Kimseye güvenemediğin anlarda sayfalardır seni ayakta tutan… Kimseye anlatamadığın şeyleri ona anlatır, içini dökersin. En yakın arkadaşından daha yakının olur sayfalar. Kimileri gibi arkandan kuyu kazmaz, mutluluğuna göz dikmez veya sırtından bıçaklamaz. Ne söylersen söyle her zaman senin dediğine katılır ve her zaman senin destekçin olur. Seni ferahlatır, sakinleştirir.
Her ne kadar sesi çıkmasa da sayfalarında bir dili vardır. Onlar da konuşabilir fakat sesini yalnızca dinleyenler duyabilir. Dinleyici olduğu gibi anlatıcıdır da sayfalar. Yalnızca sen anlattıkça karşılık duyarsın.
Uzun zaman geçtikten sonra o defter çıkıverir karşına. Bu sefer sen susarsın o konuşur. “Acaba ne yazmışım?” edası ile kapağını açtığında kimi anılarını okuyup “Vay be ne günlermiş…” dersin. Sayfalar sadece mazinin güzelliklerini hatırlatmakla yetinmez, geçmişte yaşadığın kötü günlerin de bir gün sona ereceğini aşılar sana. Her karanlıktan sonra bir aydınlığın olduğunu, her yağmurdan sonra bir güneş açtığını ve her üzüntünün ardından bir mutluluğun geleceğini hatırlatır.
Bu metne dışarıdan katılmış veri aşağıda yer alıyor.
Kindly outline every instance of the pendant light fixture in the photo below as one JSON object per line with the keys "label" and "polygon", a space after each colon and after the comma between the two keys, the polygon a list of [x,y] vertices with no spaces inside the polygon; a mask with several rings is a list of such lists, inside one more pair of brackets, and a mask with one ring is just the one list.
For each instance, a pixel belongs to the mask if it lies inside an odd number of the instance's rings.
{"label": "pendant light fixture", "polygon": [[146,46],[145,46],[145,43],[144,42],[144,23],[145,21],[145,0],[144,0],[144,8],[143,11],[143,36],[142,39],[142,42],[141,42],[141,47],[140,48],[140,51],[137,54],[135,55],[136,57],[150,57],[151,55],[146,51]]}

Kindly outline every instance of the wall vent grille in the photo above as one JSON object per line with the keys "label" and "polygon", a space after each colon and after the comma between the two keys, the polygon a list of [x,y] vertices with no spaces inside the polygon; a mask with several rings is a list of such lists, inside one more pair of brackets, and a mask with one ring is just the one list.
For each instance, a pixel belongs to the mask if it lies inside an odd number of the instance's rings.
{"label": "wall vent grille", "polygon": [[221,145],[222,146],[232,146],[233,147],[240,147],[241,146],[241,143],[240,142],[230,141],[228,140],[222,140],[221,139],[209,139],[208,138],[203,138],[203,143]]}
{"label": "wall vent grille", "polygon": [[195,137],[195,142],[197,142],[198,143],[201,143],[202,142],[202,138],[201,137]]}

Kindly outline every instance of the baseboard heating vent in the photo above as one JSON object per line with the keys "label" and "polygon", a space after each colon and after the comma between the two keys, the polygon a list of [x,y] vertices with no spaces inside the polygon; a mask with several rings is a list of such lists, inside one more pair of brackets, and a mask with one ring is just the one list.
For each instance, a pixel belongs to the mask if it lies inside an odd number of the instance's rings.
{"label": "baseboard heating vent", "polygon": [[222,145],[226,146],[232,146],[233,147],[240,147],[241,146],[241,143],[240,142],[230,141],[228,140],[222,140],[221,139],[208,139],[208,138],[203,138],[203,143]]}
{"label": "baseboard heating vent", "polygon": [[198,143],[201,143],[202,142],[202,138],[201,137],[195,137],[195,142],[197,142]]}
Velhâsıl kelâm yazmak insanın sadece edebiyatını geliştirmez; ruhunu da iyileştirir. Bakış açısını değiştirir. Umutlu ve mutlu olmayı öğretir. Yalnız olmadığını, herkes gitse bile hâlâ onu anlayan ve dinleyen birilerinin olduğunu hatırlatır.
Yazmanın güzelliklerini öğrendiğinde, o güzel duyguyu hissettiğinde kalemini alıp kendini sayfalara bıraktığın zaman nefesini daha derinden almaya başlarsın. Her şeye daha umutlu, daha parlak gözlerle bakmaya başlarsın. Soluk gördüğün koca dünyaya, siyah beyaz televizyondan izlediğin hayatına renk gelir âdeta, etrafını daha canlı görmeye başlarsın. Dostlarını iyi seçer iyi bir dost olursun.
Ve hayatına sayfalar girdiğinde onu asla çıkarmayacak, çıkarmak istemeyeceksin.